The fate of two British police officers held by the Yugoslav army on spying charges could hang on the result of crucial elections called by President Slobodan Milosevic on 24 September. Faced with opinion polls showing he could lose, Mr Milosevic is responding as he always does in a crisis: by a show of force in which several foreigners have been seized.

British diplomats are still seeking access to John Yore, 31, and Adrian Prangnell, 41, arrested with two Canadian citizens on Tuesday near the border between Montenegro and Kosovo. The United Nations Secretary-General, Kofi Annan, has demanded that they be released "at the earliest opportunity", but the four men, along with four Dutch citizens detained earlier on similar charges, may find that their best hope is an election defeat for the hardline Yugoslav president.

Five opinion polls taken in Serbia last month show Mr Milosevic in danger of losing an election for the first time in 10 years, with most respondents saying the country's economic collapse has disillusioned them. The arrests, say analysts, have a twofold purpose. Apart from seeking to rally public support by exploiting the familiar theme of foreign conspiracies against Serbia and Mr Milosevic personally, they also serve as a warning to Montenegro, Serbia's junior partner within Yugoslavia, which is boycotting the election and edging ever closer to breaking away.

By claiming that foreigners are training Montenegro's special police, Belgrade's message is that only the Yugoslav army can keep order and unmask "terrorists". Some suggest Mr Milosevic may be laying the ground for military intervention against Montenegro to bring down the republic's reform-minded President Milo Djukanovic.

The opinion polls showed that a united Serbian opposition incorporating the maverick Vuk Draskovic and his Serbian Renewal Movement would win 44 per cent of the vote, while Mr Milosevic's Socialists, his wife's JUL party and the Serbian Radical Party of the ultranationalist Vojislav Seselj would win just 19 per cent. If the opposition united around the most likely candidate in the presidential race, Vojislav Kostunica, a moderate nationalist, he would win 43 per cent against Mr Milosevic's 28 per cent. But yesterday Mr Draskovic said he expected his party to put up a candidate as well, which would split the opposition vote.

President Milosevic's decision to call the elections has put the opposition and its Western allies in the most acute of dilemmas. He not only controls the official media, but has also changed the constitution in a way which disadvantages Montenegro and allocates extra seats to southern Serbia to make up for the loss of Kosovo.

These are, as one Western official puts it "unfree and unfair elections in which Mr Milosevic's side will count the votes". To make matters worse the Serbian opposition is fractured, with Mr Draskovic, leader of the largest opposition party, feuding with his main rival, Zoran Djindjic.

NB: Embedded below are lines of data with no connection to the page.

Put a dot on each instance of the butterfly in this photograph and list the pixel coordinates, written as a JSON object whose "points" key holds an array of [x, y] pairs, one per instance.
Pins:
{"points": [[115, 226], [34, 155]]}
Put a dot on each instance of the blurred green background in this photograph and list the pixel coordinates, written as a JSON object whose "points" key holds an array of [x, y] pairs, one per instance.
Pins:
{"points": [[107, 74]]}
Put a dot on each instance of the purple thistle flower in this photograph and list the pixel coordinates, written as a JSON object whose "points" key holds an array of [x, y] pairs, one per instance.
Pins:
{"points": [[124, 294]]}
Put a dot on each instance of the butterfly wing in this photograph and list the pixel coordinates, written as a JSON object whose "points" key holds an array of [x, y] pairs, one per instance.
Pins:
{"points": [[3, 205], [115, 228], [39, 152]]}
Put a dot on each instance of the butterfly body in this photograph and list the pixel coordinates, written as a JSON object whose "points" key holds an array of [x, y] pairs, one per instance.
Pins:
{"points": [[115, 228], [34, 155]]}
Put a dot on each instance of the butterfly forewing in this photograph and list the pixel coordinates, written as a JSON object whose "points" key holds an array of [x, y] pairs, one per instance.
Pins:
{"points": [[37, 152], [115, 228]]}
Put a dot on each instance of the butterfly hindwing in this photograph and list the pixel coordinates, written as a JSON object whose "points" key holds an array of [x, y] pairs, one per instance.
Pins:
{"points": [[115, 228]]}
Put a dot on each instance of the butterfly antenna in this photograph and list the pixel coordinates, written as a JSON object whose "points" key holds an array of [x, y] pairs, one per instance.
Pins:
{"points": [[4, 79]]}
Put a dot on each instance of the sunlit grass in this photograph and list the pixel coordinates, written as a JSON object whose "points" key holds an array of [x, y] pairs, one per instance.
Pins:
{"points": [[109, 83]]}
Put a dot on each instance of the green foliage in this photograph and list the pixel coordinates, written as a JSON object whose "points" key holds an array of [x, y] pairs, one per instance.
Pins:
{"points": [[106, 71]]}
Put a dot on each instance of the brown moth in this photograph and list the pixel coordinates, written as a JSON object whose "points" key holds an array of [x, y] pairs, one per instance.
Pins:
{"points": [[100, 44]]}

Nevertheless the West is determined that the elections should not go by default, partly because such an outcome might strengthen the Yugoslav president further. As one official put it: "This is still a test of public opinion, albeit a skewed one, and it will be used by Milosevic as a demonstration of his mandate. So why make it easy for him? If you fight and get a lot of votes you are saying to him, hang on - you can't just ignore this public opinion." The US Secretary of State, Madeleine Albright, has also fought hard - so far without success - to persuade Montenegro to take part.

As far as Serbia is concerned the West's priority is to pressure the opposition to agree on one candidate. On a pragmatic level the opposition also needs practical advice on how to run a modern election campaign, including basic democratic practices such as door-to-door canvassing. Help is being prepared discreetly in the knowledge that acceptance of Western assistance will be portrayed as evidence of a lack of patriotism.

As one Nato source put it: "The West cannot afford to be seen to be giving too much support. The answer is to do what you can quietly and accept that means you cannot do as much as you would like."

The EU has already gained a foothold by concentrating on local government. It is directing significant resources to Serbia's 39 democratically led municipalities, estimated to cover 65 per cent of the population. The European Commission last week launched a 4m-euro project to re-equip classrooms in these areas under its Schools for a Democratic Serbia scheme.

And the evidence suggests that even if Mr Milosevic's opponents are divided, they are not too scared to defy him. Last month Javier Solana, Europe's foreign policy high representative, hosted a dinner in Brussels attended by the mayor of Nis, Zoran Zivkovic, the mayor of Novi Sad, Stevan Vrbaski, and Srdjan Mikovic, the mayor of Pancevo, a town bombed repeatedly by Nato last year.